The hunger for more farmable land and the desire to control flooding brought the US Army Corps of Engineers to the upper Skunk River Valley around 1910. A huge steam-powered dredge began cutting a straight channel near present day Highway 30 that cut across and drained many miles of meandering old river channels and oxbow ponds that filled the broad flood plain to the south. It was those swampy, muddy old ponds and channels that led the pioneers to call the area "The Slough of Despond" and refer to it as one of the most difficult areas to cross in the entire road west. 

The channelized river south of Ames was then referred to as the Skunk River Ditch and it remains little more than that to this day. The old river bends and steeper wooded valley walls north of Ames remained much as they were, however. The US Army Corps of Engineers began to promote "improving" that stretch of river with the addition of a flood control dam north of Ames as early as the 1930's. The proposal was last debated in the 1970's when an environmental impact study for the dam determined that projected benefits did not justify the expected cost of the project. The study identified a public "greenbelt" as the most economically justifiable use for the wooded valley. Local support for the dam was weak and opposition was growing by that time. The Corps of Engineers withdrew the proposal in 1974.  

The Federal Highway Department began acquiring right-of-way for Interstate 35 through northern Story County in the mid 1960's. The originally acquired right-of-way alignment for the highway took it straight north from McFarland Park for 3.5 miles, crossing the river valley at Soper's Mill and again at Anderson Access. That course was abandoned in favor of a more easterly course that avoided building highway grade across the planned flood control reservoir. The original right-of-way land was transferred to the Corps of Engineers, the next public agency with a need to own the property. The Corps continues to hold the old highway corridor to this day. The reservoir project was deauthorized by Congress in 2003, making the Corps' valley land holdings surplus federal property. Negotiations are underway to have the property transferred to Story County, the next public agency with an interest in the land.

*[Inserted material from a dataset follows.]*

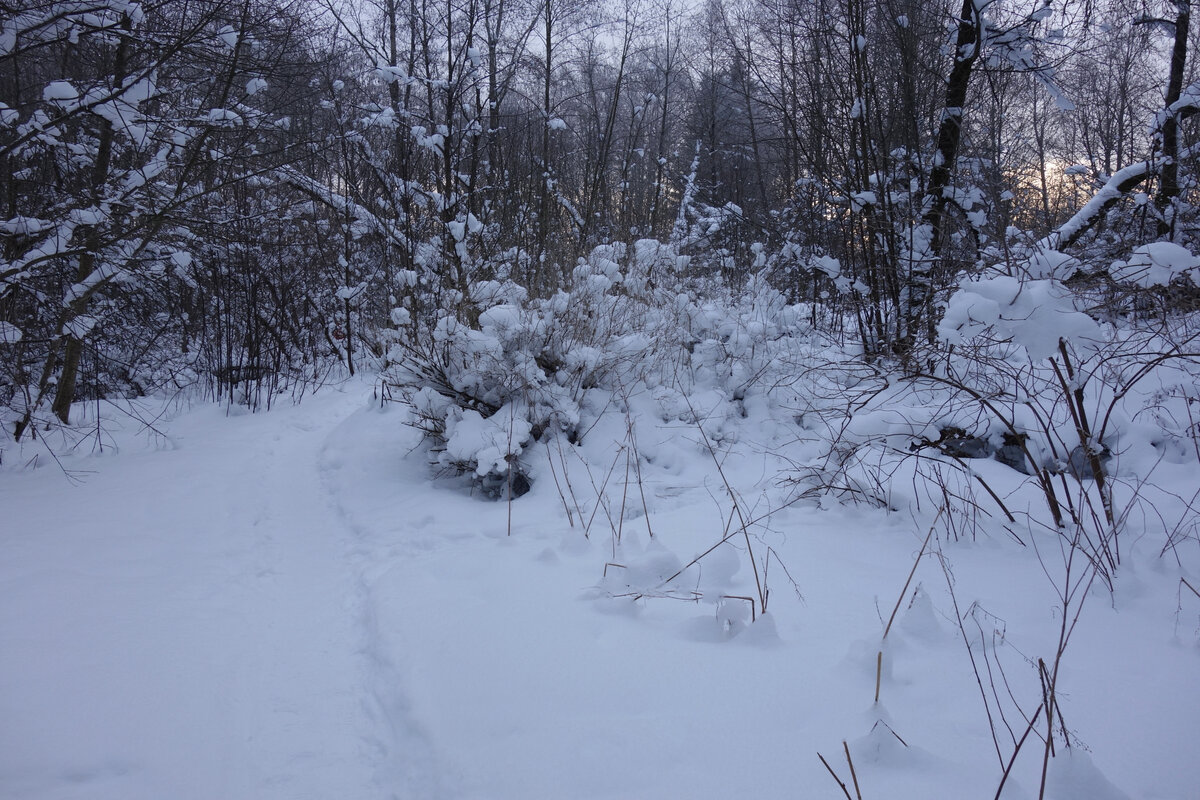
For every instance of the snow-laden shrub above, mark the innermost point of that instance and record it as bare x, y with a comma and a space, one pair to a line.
501, 371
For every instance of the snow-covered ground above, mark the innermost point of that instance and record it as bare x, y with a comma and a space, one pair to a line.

Story County Conservation began promoting the public greenbelt concept as an alternative to a major flood control reservoir in late 1972 and began acquiring land from willing sellers in the valley in 1974. Trail segments were built as continuity of public land holdings developed.  Where possible the trail follows an old stagecoach trail that connected early settlements along the valley. Most of the trails and foot bridges were initially cleared and built by the Federal Youth Conservation Corps and state and local youth employment programs that followed it from the mid 1970's into the 1980's.

The Story County Trails Advisory Committee and others provided thousands of volunteer trail maintenance and development hours over the years to improve and expand those initial greenbelt trails. Public access points were ultimately developed at each river bridge between the Story City Park and Ames' River Valley Park. The Skunk River Water Trail project was initiated in 2005 with a grant to upgrade river access points and improve signage for canoe and kayak enthusiasts thanks to more volunteer work from the Skunk River Paddlers.

The Skunk River Greenbelt could have become a shallow flood control reservoir with extensive weedy mud flats in dry years. Thanks to Story County Conservation and its many supporters it retains its wooded condition and various historic sites such as Soper's Mill, the 40&8 Cabin, and segments of the old stage trail. Wildlife including otters, turkeys, deer, small mammals, and songbirds still find homes in the valley. Channel catfish and small mouth bass can still be caught in pools below the many rocky riffles. The greenbelt continues to offer recreation opportunities to hikers, off-road bikers, equestrians, hunters, anglers, swimmers, bird watchers, canoers, kayakers, and more. The long-term goal of the Skunk River Greenbelt is to protect and connect valuable land and water resources while providing recreation opportunities. The conservation board remains ready to work with willing landowners to make that goal a reality while protecting the valley's historic and ecological values.